If the burden of Davie's article is that the task of poetry is to make us accept technologies, cigarettes, ourselves, its function is far better performed by the media, advertising, the sentimental novel, the politician, than by the poet. Reckonable poets have never - regardless of their political complexion - set out to encourage us to accept, whether through compassion or indulgence, our habits, our technologies, our own wretched selves. This would be to surrender standards of perception to expediency, to make poetry another of Job's comforters. Poetic insight and moral or perceptual indulgence have never been close friends. I wonder if poetry is quite as much fun, quite as enjoyable to write and to read as Davie suggests? And if it is, I wonder what its values are? Is the pleasure of self-acceptance a valid end?

And haven't all the arts - and poetry in particular - already come to their own terms with the modern realities Davie feels we still need to accommodate? Back in 1930, Hart Crane wrote an article which agrees with Davie generally, but which in its emphasis raises certain issues Davie has ignored in his Poetry Nation I article. The terms on which we accommodate 'the modern' are not for Crane terms of passive acceptance of data and images. The poem's task isn't to reconcile us to things as they are, or to provoke a compassion that leads to acceptance. Crane shares Mayakovsky's vision of potential.
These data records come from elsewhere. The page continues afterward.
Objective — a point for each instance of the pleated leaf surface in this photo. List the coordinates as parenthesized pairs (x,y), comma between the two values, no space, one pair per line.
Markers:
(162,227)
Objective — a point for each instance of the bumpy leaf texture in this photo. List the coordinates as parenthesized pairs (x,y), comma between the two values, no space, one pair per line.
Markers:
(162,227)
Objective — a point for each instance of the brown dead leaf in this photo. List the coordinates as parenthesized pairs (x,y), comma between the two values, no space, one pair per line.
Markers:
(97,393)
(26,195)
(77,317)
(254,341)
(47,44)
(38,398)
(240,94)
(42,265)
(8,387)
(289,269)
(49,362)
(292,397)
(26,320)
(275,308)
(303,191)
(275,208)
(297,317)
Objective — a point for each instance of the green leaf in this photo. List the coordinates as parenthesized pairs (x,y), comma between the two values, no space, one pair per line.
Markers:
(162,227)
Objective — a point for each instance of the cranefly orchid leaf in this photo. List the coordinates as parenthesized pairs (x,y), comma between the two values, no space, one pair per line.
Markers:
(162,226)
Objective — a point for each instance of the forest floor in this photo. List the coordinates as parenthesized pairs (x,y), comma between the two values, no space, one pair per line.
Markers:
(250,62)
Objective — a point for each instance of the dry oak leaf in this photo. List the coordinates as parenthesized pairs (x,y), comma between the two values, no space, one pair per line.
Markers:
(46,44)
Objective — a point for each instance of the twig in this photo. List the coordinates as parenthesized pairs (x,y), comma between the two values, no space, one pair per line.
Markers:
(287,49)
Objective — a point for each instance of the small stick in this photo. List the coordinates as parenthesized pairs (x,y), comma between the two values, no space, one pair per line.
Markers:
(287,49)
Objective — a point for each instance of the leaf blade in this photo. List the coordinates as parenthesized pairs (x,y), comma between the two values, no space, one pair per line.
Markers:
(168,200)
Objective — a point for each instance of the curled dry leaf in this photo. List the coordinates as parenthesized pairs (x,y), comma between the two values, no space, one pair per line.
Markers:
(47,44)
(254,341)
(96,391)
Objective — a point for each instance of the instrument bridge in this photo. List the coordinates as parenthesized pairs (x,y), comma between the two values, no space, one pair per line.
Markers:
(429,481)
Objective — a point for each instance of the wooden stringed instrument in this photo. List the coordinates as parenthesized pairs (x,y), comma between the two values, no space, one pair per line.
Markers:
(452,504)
If the poet celebrates, he will celebrate potential, the future possibility, through the past. Crane wrote, 'The function of poetry in a Machine Age is identical to its function in any other age; and its capacities for presenting the most complete synthesis of human values remain essentially immune from any of the so-called inroads of science.' Crane's use of the expression human values helps to point up, I think, the hollow area in Davie's Poetry Nation argument. The poetry Davie describes has ceased to be expansive or in any real sense didactic. It has become palliative. It has neglected the temporal context - history, and the perspectives history provides us - in favour of the present and its ephemera.*

Crane would have the poet assimilate the experience, not merely accommodate the data, of modernity. The modern subject matter becomes just another part of the natural subject matter of poetry. New forms are made, old forms renewed. And the genres evolve and change.

If a poem sets out to make us look with more indulgence, less distaste, on the pantechnicon, alcoholism, the Prices and Incomes policy, our suburban ennui, the military machinery we have made and used, then it has forfeited moral candour, it has performed an essentially sentimental function. Crane says of machinery, 'Its only menace lies in its capacity for facile entertainment, so easily accessible as to arrest the development of any but the most negligible aesthetic response.' It is a menace that any serious modern work of art must recognise and counter.

Michael Schmidt



* Donald Davie points out that he has dealt with these issues in Thomas Hardy and British Poetry and elsewhere.

This item is taken from Poetry Nation 2 Number 2, 1974.